Les plants sont remis aux agriculteur·trices dans des boîtes de pierre ponce. Étant très sensible, le Burley doit être planté dans des boîtes blanches en pierre ponce. Chaque racine est séparée afin de pouvoir être retirée délicatement et replantée dans des conditions idéales pour en accélérer la croissance. 

La régie ne soustrait que les coûts des engrais chimiques et de certains pesticides. La fertilisation d'un hectare de tabac Burley coûte 600 dinars. Les plantes ont besoin d'une eau dont la salinité ne dépasse pas 2 %, d'un sol approprié et de ressources en eau suffisantes. Le Burley est connu pour consommer beaucoup d'eau, mais selon Wiem, il ne consomme pas plus d'eau que les pastèques. Elle y voit une source d'emplois et de devises. 

En plus du tabac, Wiem cultive une variété de légumes tels que des oignons, des pommes de terre et des fenouils. Elle bénéficie de la disponibilité de l'eau, contrairement à Mehdi, qui est obligé de cultiver du fourrage pour ses vaches avant de planter du tabac sur une surface limitée.

L'importance accordée à la culture du tabac au détriment de l'alimentation fait l'objet de plusieurs critiques. Wiem estime que cette tendance des agriculteur·trices à cultiver du tabac est principalement liée aux faibles revenus tirés des autres cultures, et à la faible pluviosité dans sa région, puisque la culture des céréales nécessite une irrigation d'appoint.

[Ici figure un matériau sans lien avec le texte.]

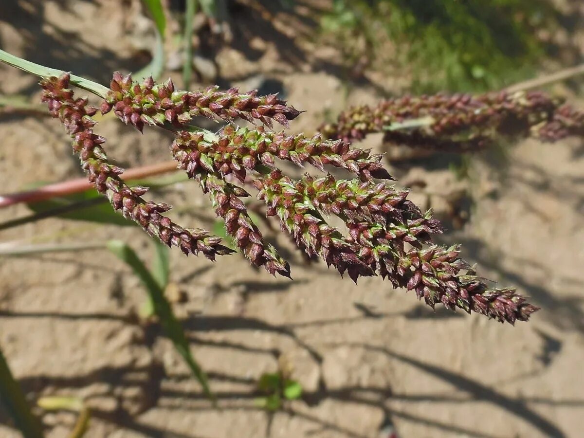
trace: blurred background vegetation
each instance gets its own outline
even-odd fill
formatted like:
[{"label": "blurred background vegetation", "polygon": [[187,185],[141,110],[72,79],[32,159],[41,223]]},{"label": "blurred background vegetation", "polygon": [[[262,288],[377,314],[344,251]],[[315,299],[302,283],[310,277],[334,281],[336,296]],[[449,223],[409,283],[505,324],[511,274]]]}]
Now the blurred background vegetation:
[{"label": "blurred background vegetation", "polygon": [[407,67],[415,92],[493,89],[542,57],[569,62],[555,39],[575,23],[544,0],[333,0],[321,24],[348,64]]}]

Le prix du blé est fixé chaque année par l'Office national des céréales, tout comme le prix du tabac. Cela permet à l'agriculteur d'avoir une perspective sur son revenu. En revanche, les légumes sont soumis à la volatilité du marché libre, ce que les agriculteur·trices considèrent comme une situation d'insécurité.  

La culture du tabac Burley, son séchage, sa collecte et sa vente nécessitent plus de travail que la culture du tabac Arbi. Crédit : Issa Ziadia.

Pour Wiem, tout est une question de chance. Elle se souvient avoir vendu sa récolte de pommes de terre à 1700 millimes pendant deux saisons successives. Par la suite, elle ne les a vendues qu'à 500 millimes, puis a vendu des tomates à 700 millimes, pour ensuite les vendre à seulement 80 millimes. Ce qui lui a fait perdre tous ses bénéfices. 

Wiem est optimiste quant à l'avenir de sa culture et se préoccupe d'étendre la surface cultivée en tabac et de trouver plus de terres dans lesquelles investir. Cependant, Mehdi précise qu'il cultive le tabac par manque d'alternatives et par souci de rentabilité. Il considère que la culture du tabac est fatigante et coûteuse et qu'elle lui demande beaucoup d'efforts afin d'éviter les coûts liés à l'emploi d'une main d'œuvre.